The core change is the side-by-side layout on Chrome desktop. When a user clicks a link from AI Mode, the webpage opens next to AI Mode instead of replacing the search flow. Google says the assistant can use context from the page and from across the web to answer follow-up questions. That changes the shape of web search: a result is no longer just a link to leave the answer page, but part of an ongoing session where the user can compare details, inspect the source, and ask for clarification without losing the thread.
Google is also letting AI Mode search across recent tabs. On Chrome desktop or mobile, users can tap the plus menu in the New Tab page search box, or the existing plus menu inside AI Mode, and add recent tabs to the query. The same input flow can mix tabs, images, and files such as PDFs. In practice, that means a student can bring lecture slides, notes, and papers into one question, or a shopper can compare several open product pages without manually copying details from each one.
The plus menu is becoming a broader launcher for AI Mode tools as well. Google says Canvas and image creation are accessible wherever the new plus menu appears in Chrome. That turns the browser into a place where search, page reading, file context, visual generation, and structured workspace features start to overlap. It also puts more pressure on Google to make source handling clear, because the assistant is now working with a larger mix of user-selected and web-derived context.

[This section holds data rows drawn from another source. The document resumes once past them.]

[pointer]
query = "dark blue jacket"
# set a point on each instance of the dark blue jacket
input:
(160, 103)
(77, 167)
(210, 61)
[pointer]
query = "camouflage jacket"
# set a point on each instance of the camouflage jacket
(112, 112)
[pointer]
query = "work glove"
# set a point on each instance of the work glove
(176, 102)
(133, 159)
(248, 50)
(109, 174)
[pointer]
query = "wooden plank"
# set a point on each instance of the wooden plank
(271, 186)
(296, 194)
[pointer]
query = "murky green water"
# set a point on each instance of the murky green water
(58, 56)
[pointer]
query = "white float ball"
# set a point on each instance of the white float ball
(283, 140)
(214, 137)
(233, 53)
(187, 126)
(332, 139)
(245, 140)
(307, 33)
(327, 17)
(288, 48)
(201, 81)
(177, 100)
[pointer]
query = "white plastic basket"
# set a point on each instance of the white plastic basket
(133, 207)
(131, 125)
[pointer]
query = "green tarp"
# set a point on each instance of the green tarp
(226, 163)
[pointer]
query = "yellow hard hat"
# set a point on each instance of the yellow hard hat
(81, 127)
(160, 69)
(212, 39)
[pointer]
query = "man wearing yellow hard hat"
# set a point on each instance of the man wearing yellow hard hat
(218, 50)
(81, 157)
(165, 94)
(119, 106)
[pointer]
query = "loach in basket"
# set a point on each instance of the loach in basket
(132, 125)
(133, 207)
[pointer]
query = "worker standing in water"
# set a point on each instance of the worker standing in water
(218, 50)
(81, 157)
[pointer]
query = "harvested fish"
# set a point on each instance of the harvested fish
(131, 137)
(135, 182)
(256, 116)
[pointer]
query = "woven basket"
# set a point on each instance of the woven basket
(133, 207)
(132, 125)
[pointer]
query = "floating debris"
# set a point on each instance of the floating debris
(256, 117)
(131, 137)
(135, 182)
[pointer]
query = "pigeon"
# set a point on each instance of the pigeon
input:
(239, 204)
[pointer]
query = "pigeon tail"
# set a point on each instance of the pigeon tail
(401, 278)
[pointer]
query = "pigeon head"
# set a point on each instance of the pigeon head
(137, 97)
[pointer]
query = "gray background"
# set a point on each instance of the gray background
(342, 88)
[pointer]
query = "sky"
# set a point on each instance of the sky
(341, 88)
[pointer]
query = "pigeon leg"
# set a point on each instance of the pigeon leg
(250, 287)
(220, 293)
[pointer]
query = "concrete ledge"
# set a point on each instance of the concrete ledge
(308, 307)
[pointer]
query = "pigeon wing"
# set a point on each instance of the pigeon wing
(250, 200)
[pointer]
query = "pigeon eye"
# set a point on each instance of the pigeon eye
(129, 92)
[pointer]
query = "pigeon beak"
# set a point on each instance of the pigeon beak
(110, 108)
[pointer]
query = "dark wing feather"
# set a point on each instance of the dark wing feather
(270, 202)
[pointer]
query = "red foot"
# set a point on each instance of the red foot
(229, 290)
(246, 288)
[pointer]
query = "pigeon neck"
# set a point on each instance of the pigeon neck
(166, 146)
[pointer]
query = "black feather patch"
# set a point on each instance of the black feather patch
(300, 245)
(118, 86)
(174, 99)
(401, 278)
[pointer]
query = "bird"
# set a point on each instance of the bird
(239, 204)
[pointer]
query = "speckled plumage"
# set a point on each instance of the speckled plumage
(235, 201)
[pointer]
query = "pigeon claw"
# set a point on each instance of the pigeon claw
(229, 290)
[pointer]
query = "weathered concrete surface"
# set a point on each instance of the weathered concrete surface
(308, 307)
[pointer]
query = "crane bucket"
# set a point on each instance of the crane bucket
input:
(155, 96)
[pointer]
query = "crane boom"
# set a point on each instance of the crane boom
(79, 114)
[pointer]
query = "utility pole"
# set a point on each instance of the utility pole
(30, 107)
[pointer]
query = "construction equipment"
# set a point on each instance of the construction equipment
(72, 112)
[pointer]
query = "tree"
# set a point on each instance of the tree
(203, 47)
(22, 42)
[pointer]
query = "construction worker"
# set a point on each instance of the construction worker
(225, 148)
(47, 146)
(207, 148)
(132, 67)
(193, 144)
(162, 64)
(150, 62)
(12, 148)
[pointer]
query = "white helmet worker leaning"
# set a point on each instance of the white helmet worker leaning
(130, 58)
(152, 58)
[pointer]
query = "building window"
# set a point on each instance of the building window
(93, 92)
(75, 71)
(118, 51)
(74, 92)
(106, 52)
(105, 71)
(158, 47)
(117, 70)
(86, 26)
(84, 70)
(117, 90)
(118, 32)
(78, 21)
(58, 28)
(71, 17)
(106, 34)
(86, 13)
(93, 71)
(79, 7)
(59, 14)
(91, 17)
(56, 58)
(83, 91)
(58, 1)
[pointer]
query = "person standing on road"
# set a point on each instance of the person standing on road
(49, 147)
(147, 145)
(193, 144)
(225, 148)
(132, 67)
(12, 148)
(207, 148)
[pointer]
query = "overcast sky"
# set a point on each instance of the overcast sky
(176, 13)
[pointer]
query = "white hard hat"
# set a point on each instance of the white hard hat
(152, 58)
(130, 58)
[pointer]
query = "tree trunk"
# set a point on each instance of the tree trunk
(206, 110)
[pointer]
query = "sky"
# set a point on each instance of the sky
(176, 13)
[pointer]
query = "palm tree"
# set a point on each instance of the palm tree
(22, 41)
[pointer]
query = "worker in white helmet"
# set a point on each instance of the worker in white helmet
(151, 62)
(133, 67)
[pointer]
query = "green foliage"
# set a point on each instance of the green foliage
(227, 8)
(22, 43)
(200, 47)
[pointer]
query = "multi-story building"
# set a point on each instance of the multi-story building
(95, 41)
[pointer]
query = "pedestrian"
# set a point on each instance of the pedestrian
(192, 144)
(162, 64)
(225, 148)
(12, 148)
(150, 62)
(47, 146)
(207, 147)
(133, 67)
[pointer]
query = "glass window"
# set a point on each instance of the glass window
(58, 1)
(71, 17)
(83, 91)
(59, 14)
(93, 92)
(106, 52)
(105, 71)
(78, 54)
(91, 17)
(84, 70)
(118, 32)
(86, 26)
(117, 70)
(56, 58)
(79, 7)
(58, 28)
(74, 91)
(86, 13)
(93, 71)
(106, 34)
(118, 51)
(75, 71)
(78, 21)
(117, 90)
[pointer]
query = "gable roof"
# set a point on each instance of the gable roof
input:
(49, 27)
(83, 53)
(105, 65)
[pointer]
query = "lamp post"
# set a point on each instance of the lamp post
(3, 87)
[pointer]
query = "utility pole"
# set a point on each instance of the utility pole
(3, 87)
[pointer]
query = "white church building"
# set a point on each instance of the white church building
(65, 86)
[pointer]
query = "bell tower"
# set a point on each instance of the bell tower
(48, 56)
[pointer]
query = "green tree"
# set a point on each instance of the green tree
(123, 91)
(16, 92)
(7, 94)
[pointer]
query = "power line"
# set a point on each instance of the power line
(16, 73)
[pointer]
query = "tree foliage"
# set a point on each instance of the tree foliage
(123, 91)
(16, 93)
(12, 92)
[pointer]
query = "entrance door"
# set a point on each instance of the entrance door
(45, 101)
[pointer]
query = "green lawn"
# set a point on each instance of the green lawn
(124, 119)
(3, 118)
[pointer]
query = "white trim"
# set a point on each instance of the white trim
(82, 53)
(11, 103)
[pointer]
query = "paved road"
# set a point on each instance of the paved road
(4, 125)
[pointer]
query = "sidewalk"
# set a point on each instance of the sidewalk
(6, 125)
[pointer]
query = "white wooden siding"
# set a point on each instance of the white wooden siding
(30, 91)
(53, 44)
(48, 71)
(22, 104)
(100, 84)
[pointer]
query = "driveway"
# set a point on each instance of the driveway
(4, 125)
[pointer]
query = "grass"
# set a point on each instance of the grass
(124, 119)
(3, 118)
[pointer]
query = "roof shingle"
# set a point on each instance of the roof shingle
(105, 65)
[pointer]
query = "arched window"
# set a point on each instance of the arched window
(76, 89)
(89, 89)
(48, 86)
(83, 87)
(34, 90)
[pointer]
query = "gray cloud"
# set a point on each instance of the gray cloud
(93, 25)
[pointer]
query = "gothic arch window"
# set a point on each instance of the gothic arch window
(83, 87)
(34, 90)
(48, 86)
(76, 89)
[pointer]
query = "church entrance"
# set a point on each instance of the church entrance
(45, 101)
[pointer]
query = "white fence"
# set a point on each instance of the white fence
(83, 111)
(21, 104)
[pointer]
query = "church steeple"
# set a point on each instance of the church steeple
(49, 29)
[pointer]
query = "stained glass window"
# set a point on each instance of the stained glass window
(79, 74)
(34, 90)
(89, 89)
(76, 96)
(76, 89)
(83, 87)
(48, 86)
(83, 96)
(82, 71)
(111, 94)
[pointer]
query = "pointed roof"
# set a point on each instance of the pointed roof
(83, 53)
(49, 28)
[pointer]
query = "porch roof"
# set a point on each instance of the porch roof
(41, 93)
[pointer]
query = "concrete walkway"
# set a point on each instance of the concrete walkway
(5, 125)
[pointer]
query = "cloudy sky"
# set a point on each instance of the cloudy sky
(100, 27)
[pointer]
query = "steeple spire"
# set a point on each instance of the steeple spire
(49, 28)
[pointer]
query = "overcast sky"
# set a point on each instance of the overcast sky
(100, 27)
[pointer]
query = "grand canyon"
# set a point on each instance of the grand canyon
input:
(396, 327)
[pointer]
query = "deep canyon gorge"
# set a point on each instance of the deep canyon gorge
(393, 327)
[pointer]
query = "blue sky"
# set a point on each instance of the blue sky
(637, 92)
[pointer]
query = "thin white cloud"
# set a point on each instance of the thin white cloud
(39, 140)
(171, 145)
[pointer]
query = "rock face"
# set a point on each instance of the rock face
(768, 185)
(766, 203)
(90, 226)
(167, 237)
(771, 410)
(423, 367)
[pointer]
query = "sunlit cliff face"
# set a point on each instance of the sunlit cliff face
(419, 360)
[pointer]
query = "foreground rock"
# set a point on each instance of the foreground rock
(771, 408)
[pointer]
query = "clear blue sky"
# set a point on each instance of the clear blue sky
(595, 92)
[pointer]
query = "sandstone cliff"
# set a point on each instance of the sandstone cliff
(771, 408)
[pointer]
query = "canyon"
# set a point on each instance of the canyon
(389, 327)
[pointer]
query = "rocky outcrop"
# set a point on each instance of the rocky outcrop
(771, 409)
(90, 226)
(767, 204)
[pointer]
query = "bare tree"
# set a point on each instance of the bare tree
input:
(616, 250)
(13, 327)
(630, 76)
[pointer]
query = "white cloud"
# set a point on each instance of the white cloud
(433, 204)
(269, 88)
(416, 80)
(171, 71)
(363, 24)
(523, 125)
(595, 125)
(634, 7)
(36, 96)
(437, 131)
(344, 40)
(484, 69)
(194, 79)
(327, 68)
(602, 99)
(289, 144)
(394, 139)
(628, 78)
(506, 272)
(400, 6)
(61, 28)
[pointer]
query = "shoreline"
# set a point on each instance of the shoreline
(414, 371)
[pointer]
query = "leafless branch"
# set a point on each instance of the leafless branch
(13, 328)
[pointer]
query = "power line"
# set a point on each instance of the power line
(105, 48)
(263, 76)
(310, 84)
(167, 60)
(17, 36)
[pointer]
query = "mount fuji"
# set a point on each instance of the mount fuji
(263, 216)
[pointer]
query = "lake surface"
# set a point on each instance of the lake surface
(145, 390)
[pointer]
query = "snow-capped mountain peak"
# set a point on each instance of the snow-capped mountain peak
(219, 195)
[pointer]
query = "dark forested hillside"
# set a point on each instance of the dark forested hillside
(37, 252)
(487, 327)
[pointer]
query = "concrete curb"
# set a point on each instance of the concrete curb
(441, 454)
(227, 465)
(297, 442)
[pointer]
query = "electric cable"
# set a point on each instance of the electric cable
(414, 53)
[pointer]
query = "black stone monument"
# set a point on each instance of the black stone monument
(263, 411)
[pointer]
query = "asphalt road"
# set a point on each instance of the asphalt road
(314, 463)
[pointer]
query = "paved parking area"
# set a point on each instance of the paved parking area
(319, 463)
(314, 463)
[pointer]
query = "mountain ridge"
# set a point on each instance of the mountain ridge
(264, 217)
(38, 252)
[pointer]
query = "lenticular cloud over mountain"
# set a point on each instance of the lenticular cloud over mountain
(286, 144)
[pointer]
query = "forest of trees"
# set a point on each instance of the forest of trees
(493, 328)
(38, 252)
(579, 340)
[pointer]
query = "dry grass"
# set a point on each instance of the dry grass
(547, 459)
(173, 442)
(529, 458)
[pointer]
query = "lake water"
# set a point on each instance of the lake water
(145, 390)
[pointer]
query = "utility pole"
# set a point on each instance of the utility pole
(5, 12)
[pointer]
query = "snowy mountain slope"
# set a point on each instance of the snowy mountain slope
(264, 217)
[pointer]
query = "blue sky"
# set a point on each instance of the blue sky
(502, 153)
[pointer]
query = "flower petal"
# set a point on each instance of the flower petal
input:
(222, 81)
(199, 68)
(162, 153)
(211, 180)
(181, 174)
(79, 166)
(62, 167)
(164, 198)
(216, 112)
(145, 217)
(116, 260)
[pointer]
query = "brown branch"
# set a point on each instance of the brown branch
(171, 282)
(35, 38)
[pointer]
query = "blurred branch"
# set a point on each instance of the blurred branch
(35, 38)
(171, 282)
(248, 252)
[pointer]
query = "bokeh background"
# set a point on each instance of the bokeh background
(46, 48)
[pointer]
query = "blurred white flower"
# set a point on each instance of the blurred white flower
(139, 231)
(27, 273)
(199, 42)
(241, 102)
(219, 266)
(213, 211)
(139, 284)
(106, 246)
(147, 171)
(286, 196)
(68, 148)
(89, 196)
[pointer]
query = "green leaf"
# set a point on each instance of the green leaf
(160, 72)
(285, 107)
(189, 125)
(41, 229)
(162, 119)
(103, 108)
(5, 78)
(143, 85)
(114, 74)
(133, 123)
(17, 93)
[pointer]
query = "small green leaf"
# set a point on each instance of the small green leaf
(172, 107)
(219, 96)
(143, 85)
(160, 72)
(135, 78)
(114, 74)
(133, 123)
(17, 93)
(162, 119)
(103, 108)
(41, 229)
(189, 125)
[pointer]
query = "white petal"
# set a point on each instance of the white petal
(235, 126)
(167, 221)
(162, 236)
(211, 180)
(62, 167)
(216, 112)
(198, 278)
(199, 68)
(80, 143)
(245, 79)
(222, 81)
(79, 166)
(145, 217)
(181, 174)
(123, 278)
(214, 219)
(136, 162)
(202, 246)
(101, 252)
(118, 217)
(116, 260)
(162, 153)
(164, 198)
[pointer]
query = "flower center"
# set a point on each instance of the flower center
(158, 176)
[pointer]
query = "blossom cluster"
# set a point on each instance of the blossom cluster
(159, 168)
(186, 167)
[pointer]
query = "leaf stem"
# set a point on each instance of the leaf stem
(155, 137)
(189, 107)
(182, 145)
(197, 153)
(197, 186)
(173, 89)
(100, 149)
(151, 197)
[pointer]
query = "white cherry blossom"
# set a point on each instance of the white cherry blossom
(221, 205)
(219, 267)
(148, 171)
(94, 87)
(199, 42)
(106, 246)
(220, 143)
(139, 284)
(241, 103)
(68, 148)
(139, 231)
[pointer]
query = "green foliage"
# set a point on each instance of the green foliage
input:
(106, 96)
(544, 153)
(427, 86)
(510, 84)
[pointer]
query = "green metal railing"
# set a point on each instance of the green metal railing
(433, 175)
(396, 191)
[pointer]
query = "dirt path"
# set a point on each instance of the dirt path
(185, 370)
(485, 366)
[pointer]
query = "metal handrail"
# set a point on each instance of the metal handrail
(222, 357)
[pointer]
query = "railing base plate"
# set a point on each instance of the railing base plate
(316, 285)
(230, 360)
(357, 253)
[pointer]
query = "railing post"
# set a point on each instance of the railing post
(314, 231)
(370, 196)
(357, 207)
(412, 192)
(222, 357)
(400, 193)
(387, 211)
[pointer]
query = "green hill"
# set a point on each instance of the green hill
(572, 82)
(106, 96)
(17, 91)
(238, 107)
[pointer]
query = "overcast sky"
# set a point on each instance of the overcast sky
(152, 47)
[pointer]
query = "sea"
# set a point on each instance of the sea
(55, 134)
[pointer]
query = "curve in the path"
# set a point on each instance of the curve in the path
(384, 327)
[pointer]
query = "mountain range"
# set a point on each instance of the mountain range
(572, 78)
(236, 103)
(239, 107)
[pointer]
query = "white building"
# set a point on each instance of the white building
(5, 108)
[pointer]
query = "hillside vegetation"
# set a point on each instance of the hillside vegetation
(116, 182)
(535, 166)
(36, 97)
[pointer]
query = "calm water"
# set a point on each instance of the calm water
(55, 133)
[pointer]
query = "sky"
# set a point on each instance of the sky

For publishers and websites, the side-by-side design is a notable compromise in the AI search debate. The user still sees the page, rather than only an abstracted answer, but AI Mode remains attached to the session and can mediate what the user notices next. For users, the near-term benefit is reduced tab switching. For Google, the larger play is keeping AI search inside Chrome itself, where open tabs, files, images, and browsing behavior can all become inputs to the next question.